USD/CAD: Mildly bid above 1.4400 amid WTI weakness, risk-off
- USD/CAD defies the previous declines.
- WTI bears the burden of coronavirus-led pessimism, US senate fails to pass COVID-19 bill.
- Risk aversion continues to drive markets, virus headlines become the key.
Despite witnessing a pullback from the intraday high of 1.4488, USD/CAD remains on the front foot around 1.4425, up 0.43%, by the press time of early Monday. The Loonie pair recently benefited from the short-covering moves of the WTI while broad risk aversion continues to portray the pair’s strength.
The surge in the fatalities due to the coronavirus (COVID-19) has been the main catalyst weighing over the commodities off-late. The recent updates suggest rising risks from the US as well as Italy.
On top of that, the US Senate fails to agree over the much-awaited COVID-19 Bill whereas President Donald Trump approved a disaster declaration for California over the virus. Furthermore, the Fed policymakers also cite the risk of the US recession.

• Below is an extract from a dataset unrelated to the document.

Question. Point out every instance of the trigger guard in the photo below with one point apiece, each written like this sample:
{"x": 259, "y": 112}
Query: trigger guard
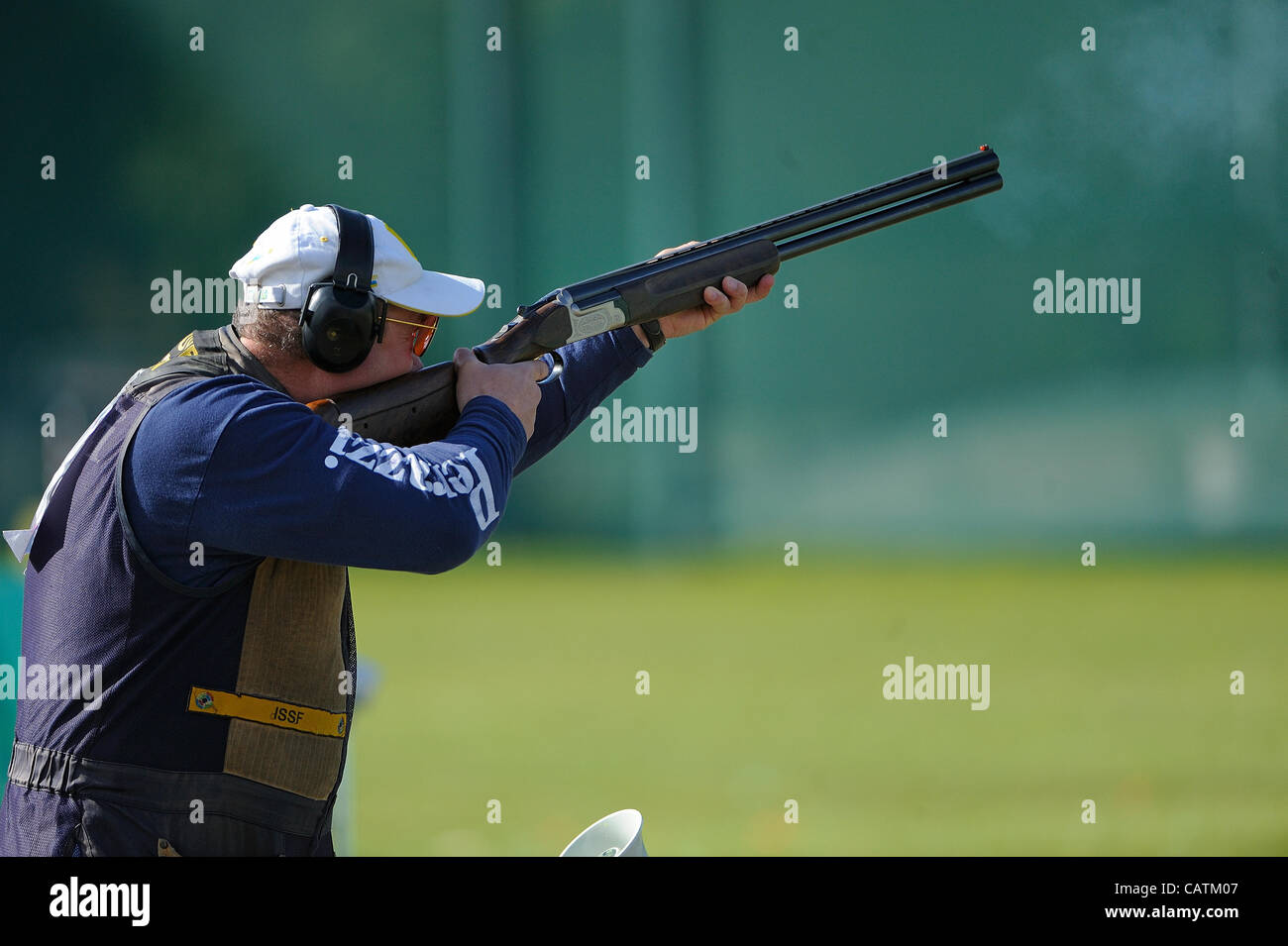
{"x": 555, "y": 368}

That said, the market’s risk-tone remains heavy with the US 10-year treasury yields down 12 basis points (bps) to 0.815% whereas most stocks in Asia register losses by the press time.
The recent pullback in the WTI could be attributed to the slew of measures from the BOJ, RBNZ and Australian government.
Traders may now await clues of the COVID-19 Bill for fresh impulse while Canadian Wholesale Sales and the US Chicago Fed National Activity Index could offer intermediate moves.
10-day EMA near 1.4150 acts as the immediate support ahead of the 1.4000 psychological magnet. Alternatively, 1.4540, 1.4600 and the recent top close to 1.4670 may lure the buyers during the further upside.